In most communities in Pinellas, that challenger would have been able to pick one of the two incumbents to oppose, because they would hold numbered seats. But in Dunedin, which does not have numbered seats, the challenger must fight both incumbents. Election campaigns are difficult and expensive enough when a candidate has only one incumbent to challenge. The more incumbents running for re-election, and the more candidates overall, the more difficult, expensive and intimidating it becomes.
Also consider that Dunedin's method of awarding the prize to top votegetters guarantees this year that at least one incumbent will be returned to office.
The St. Petersburg Times editorial board recommends that Dunedin voters change the city's election method on March 11. The solution proposed on the ballot is a simple, tidy one used in many area cities.

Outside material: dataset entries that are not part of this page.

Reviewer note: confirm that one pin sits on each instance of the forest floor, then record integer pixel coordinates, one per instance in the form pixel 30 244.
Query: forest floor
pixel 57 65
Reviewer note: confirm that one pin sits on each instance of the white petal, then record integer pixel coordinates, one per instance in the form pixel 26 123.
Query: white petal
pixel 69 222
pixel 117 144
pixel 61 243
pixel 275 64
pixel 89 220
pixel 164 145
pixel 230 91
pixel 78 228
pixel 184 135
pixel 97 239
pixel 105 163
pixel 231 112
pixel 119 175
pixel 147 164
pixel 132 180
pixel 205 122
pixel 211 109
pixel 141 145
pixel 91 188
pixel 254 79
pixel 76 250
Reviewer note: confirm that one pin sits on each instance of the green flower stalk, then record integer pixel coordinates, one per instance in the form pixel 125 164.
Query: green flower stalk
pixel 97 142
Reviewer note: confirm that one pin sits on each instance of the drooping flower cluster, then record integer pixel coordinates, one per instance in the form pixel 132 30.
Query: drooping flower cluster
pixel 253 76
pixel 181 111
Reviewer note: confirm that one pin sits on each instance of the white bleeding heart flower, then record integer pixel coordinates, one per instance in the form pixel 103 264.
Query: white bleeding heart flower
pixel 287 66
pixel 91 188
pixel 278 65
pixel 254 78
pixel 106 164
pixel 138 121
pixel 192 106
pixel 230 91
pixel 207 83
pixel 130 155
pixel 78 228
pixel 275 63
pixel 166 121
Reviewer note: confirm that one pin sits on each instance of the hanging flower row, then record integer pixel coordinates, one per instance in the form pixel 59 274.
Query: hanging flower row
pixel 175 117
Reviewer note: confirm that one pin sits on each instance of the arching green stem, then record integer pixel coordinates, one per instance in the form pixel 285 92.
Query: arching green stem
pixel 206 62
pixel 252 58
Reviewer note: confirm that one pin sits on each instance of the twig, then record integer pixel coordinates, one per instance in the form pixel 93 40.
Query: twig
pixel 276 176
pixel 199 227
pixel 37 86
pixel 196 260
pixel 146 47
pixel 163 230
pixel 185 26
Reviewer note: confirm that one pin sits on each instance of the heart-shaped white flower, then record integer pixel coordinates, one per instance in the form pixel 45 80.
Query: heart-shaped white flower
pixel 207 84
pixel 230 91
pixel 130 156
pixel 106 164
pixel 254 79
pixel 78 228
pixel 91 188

Question 1 asks voters to amend the city charter so a seat number can be assigned to each of the five seats on the City Commission. In future elections, a candidate would file to run for a specific seat. If multiple candidates qualified to run for that seat, the one who got the most votes would win.
This method is NOT, as some Dunedin residents mistakenly believe, a district or "ward" system. There would be no geographical districts. Candidates could live anywhere inside the city limits. All voters in the city would get to make a choice on every seat, because the elections would be citywide. Each of the five commissioners would be responsible for representing the entire city, just as they are now.
Some defenders of Dunedin's current method believe it results in more civilized election campaigns. Whether a campaign is "civilized" or not depends on the individuals involved, not the method of election.
There are three other charter amendment questions on the March 11 ballot.
Question 2 is a housekeeping item, simply moving a section of the charter to a more appropriate location in the document.
Question 3 concerns a wording change that would clarify, but not change, the circumstances under which an elected official might face forfeiture of office.
Question 4 concerns the filing of referendum petitions. Members of the public who want to get a referendum item on the city ballot may do so by obtaining a sufficient number of signatures on a petition. The current charter gives them only 30 days to do so. The proposed charter change would lengthen that to 60 days, a more realistic time frame.
The St. Petersburg Times regards all four proposed changes as improvements to Dunedin's city charter and recommends that residents vote yes on all four.